The Captain of this vessel was a terrifying giant of a bear known by the name of Captain Rend. Weighing close to 1200 lbs. and standing 11′ tall at the shoulder, armed with five razor-sharp claws on each front paw and a willingness to use them without hesitation, he was perfectly suited to command this vessel and her unruly crew. He demanded absolute and total obedience at all times and the slightest infraction was met with immediate punishment, swift and brutal. This could range from denying the accused his share of the swag and booty, to being subject to 10 swipes of the captains claws across their hairy backs. Keelhauling, which is the dragging of the condemned under the ship by a rope tied to the front and back legs, a favorite pirate punishment, was not possible on the Quedagh Merchant due to the shallowness of the river and the effort it took to drag a 800-900 Ib. bear under the ship. These sailors were strong but even they had their limits.

A sailors greatest fear however weren’t the punishments mentioned above for there was a far worse fate that could happen to him. Something they feared above all else, and that was marooning. Marooning was the act of being left alone on a deserted island without food or water until the condemned perished alone in agony and despair. It was one of the only ways, beside personal combat, to keep a gang of murderous wretches in line and so it was used, but sparingly. You had to do something pretty disreputable to get marooned. But what we have here is a pretty disreputable bear.

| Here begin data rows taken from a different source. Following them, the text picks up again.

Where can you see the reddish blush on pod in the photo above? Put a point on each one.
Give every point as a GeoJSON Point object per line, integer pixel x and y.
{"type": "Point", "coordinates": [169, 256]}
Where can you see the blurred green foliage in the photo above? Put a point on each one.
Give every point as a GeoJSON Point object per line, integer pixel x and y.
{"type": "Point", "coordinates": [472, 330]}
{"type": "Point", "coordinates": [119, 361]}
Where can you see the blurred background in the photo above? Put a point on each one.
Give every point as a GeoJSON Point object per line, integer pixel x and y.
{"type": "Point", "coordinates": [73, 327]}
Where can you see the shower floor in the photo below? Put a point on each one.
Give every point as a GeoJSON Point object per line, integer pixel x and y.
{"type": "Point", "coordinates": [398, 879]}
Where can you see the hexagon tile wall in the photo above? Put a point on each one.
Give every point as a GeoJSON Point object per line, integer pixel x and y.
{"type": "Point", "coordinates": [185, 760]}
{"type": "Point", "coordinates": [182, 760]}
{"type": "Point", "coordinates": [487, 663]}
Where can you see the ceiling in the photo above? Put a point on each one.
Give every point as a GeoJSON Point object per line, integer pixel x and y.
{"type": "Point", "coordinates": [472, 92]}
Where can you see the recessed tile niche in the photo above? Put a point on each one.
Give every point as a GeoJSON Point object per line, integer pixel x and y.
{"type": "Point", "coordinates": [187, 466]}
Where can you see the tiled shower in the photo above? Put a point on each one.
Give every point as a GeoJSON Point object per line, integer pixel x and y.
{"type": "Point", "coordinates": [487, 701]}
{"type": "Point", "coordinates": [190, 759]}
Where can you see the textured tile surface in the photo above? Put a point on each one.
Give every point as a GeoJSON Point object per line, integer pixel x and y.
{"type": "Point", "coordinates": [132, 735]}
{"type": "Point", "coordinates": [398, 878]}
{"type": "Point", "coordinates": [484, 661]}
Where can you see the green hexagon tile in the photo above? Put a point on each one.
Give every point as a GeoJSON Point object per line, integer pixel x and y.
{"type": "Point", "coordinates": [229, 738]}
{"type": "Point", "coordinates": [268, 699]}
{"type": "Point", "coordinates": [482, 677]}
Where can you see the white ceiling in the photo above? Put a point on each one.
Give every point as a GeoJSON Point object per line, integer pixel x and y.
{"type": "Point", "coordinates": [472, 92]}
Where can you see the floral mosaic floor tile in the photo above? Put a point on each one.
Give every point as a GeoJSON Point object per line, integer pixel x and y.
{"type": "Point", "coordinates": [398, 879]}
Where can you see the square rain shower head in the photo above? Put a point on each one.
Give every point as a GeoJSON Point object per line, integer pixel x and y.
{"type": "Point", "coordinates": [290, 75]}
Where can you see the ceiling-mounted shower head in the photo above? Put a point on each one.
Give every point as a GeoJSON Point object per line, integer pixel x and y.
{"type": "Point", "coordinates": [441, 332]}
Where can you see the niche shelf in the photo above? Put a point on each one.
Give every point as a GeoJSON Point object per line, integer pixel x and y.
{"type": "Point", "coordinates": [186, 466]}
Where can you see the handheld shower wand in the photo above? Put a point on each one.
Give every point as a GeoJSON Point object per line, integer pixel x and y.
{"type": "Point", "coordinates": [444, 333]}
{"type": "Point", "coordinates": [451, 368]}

Named Astonishment Jones because of the look he got on his face whenever he was accused or caught doing something wrong, he finally stepped over the line, his crime, sneaking down into the hold and guzzling what was left of their meager store of rum. The Captain had absolutely no patience or mercy left for a pirate that would steal from his fellow shipmates. He ordered him marooned at the next island they came to. Put ashore on this little isolated island in the middle of the vast Yellowstone river with just enough food to give him time to reflect on his fate, he watched in astonishment as the ship slowly vanished into the evening mists, his former crewmates flashing their claws and growling curses at him, before disappearing into the night.

We’re not certain whether he remained there until the end, or if he was picked up by another ship passing by, or if he decided it was better to just attempt the long swim towards shore in the hopes that he could make it before he lost his strength and drowned. As of this time the fate of Astonishment Jones is unknown, but what is known, is that on a dark night when the moon is full you can see a great ship, manned by a crew of blood-thirsty grizzlies, climbing the masts to unfurl the sails, hauling on lines, their deep throated chants floating across the still water, sailing majestically down the Yellowstone river on the hunt for its next victim. A rich merchantman perhaps, or a sloop carrying a full cargo of buffalo parts to the market where the river and Yellowstone lake join, or even the unwary kayaker, caught out alone, who didn’t believe in the Pirates of the Yellowstone river.